José Cueli
La temporada dejó sabor a muerte

La muerte sobre el ruedo de la Plaza México la dejó con sabor a sangre. Fue el triunfo de la misma en el serial que terminó el domingo pasado. Esa sangre que la dejó con sabor también a religión. Esa religión que fue tierno grito de muerte en la tarde torera. El lamento furioso de la vida que se perdía en segundos. La ceremonias sagradas del rito que domingo a domingo sacrifica toros. Y, en algunas ocasiones, toreros. A la vista de todos, con el trasfondo expresivo de la muerte de donde sale el chorro de sangre purificador.

En la plaza, los aficionados mirábamos a la muerte desde adentro. La muerte hurgada en su razón existencial. Con toda la fuerza del rojo sangre, tiñendo el agua de la lluvia que caía sobre el ruedo en la tarde del drama. En la liturgia de la adoración y sacrificio del toro. El toro, metáfora del demonio que se escapaba en sus pitones y fiereza. En la brutalidad de sus afilados cuchillos, a pesar de ser recortados. En el poder mágico de su fuerza bruta. La expresión más siniestra de las fuerzas de la naturaleza.

El toro como la parte más pura de la tragedia, que al terminar con la vida del joven rejoneador, Eduardo Funtanet, le dio su valor trascendente al toreo. A la vista de todos, sólo por el gusto de jugar a la muerte con humores de fronda en la arena morena, montado en fino corcel al que hacía bailar luciéndole el garbo. Mientras, a lo lejos se escuchaba el confuso gemir de la guitarra.

El torero en la lucha con la muerte, en el juego de la línea recta y curva, y el galleo viril de caballo y caballero. La muerte que tocaba coplas fúnebres para despedir la sangrienta temporada y le dejaba sabor a gustillo agrio. Con la sonrisa en los labios y un requiebro buscándole la salida, la muerte purificadora enterró en el ruedo esa máquina monótona de derechazos en que se ha convertido el toreo.

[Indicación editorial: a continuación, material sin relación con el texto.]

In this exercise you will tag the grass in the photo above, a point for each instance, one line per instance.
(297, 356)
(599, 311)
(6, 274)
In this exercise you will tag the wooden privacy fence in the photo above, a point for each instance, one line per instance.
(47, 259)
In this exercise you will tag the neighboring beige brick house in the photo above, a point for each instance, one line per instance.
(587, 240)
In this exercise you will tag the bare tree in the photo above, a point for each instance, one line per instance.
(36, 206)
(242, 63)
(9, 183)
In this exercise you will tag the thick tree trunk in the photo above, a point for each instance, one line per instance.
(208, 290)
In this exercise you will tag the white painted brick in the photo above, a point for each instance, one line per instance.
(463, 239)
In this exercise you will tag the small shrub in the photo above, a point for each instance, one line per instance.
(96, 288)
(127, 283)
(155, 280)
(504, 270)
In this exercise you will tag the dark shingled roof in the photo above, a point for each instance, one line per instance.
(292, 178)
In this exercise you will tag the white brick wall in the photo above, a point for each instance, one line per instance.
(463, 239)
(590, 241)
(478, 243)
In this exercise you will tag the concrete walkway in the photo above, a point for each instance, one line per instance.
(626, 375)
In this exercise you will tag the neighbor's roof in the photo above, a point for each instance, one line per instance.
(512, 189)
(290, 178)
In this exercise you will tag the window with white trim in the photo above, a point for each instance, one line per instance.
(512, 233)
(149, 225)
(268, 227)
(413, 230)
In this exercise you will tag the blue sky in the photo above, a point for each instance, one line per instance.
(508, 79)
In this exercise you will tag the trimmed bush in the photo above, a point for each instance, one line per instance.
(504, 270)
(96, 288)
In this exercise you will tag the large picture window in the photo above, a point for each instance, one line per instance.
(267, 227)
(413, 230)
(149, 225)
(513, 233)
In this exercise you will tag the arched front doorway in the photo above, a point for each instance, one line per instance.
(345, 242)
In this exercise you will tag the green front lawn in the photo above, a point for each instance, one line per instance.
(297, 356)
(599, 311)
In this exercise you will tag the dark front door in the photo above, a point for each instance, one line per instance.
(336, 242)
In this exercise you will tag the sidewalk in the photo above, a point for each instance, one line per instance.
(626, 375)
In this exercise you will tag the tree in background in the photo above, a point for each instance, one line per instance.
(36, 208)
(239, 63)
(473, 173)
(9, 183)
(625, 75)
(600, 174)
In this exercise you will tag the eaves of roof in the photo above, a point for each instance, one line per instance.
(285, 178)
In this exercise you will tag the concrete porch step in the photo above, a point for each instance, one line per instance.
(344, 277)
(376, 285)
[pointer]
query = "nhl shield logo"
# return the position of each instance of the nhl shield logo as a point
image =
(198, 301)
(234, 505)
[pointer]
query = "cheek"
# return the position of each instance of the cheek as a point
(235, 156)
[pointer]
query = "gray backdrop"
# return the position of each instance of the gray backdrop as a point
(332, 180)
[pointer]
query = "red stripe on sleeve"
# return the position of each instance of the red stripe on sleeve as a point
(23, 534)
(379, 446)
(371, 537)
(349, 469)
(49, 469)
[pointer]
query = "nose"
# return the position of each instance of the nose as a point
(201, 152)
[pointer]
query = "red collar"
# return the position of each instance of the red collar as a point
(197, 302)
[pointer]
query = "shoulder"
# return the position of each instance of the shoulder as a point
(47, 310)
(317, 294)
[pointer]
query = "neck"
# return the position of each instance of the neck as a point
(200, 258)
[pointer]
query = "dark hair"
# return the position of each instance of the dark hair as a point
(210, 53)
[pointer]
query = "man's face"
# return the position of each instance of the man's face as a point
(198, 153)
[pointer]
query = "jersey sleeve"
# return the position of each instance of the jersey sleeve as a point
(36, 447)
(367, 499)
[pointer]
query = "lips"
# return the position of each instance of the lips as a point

El desamparo del ser humano desvelado a girones en la muerte. La pasión que surge sólo donde el abismo mezcla su aliento al de la belleza, grabada en el fuego de la sangre sobre el redondel. La sangre viva unida a la del agua de la lluvia que le daba el toque litúrgico y un tercero pasional: el espacio entre el agua y la sangre que diría el poeta Vacholur. Lo innombrable y lo nombrable. El espacio del misterio, el sufrimiento y el terror que pide muchas palabras y éstas no aparecen.

La muerte de Eduardo hay que acallarla borrando con el silencio la sangre del ruedo. Muerte silenciosa, muerte sombría, sin la gloria de los triunfadores. Muerte inmóvil y, por tanto, muerte en profundidad que hasta la media de filigrana de José María Manzanares desdibujó.